Here are most, if not all of your options:

Product Remarks
Berkeley DB Oracle, lol
LevelDB Google, lol
RocksDB Facebook, lol
Kyoto/Tokyo Cabinet No concurrent writes
LMDB My first target

Some embedded key-value databases that exhibit these desirable properties.

I will also add that concurrent writes from different processes, not just threads, are also pretty important, but you may not care about that for your application. My other inclination is to focus on directly-attached stores, as introducing a network service also tends to introduce a lot of overhead. Put another way: if you're considering writing an RDF store, the likely plan is that the network layer, if any, will be implemented by you.

There Is No SQLite for RDF

I have surveyed a number of RDF storage implementations, and my conclusion is that they are …varied. Framework implementers seem to just do whatever is convenient for them and their own highly-localized problem of including a toy storage driver in their software package. The problem, again, is that there about a zillion ways to implement an RDF quad store on top of a key-value database, which themselves are functionally identical. Meaning that, if one were so inclined, one could come up with an architecture that would hit all key-value stores and all frameworks at once.
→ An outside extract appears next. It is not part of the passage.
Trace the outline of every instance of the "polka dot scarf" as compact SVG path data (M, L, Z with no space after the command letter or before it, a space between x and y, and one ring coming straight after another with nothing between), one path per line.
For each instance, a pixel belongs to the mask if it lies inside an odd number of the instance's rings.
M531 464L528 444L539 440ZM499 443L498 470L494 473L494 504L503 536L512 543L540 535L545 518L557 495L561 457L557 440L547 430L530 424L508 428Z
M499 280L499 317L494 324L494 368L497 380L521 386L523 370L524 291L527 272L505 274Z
Consider SQLite. One of the things that makes it so popular—aside from being totally unencumbered by licensing constraints—is that it's just so easy to get up and running. Moreover, it has bindings in every conceivable programming language, so two completely different programs can connect to the same SQLite database and manipulate the exact same data. SPARQL notwithstanding, RDF developers do not have a fast and robust embedded database that can be readily shared between different programming languages and frameworks.

An Interim Solution

The answer, I believe, is to come up with a pattern—a specification: encode a set of design decisions about the structure of the underlying database such that it successfully balances efficiency and portability, so that appropriate drivers can be written in any language, against any low-level back end, in only a few hundred lines of code. This is what I have begun to do with RDF::LMDB.

So far, the prototype seems to perform pretty well. There are plenty of valid criticisms of the design as it currently stands, such as the copious use of full-length SHA-256 hashes all over the place. The design is likely to change: I'm targeting ease of implementation first, and maximizing efficiency second. These are corners that can be sanded down. Once that's happened, I'll spin out a few LMDB drivers for different languages and frameworks, and then I will write a spec.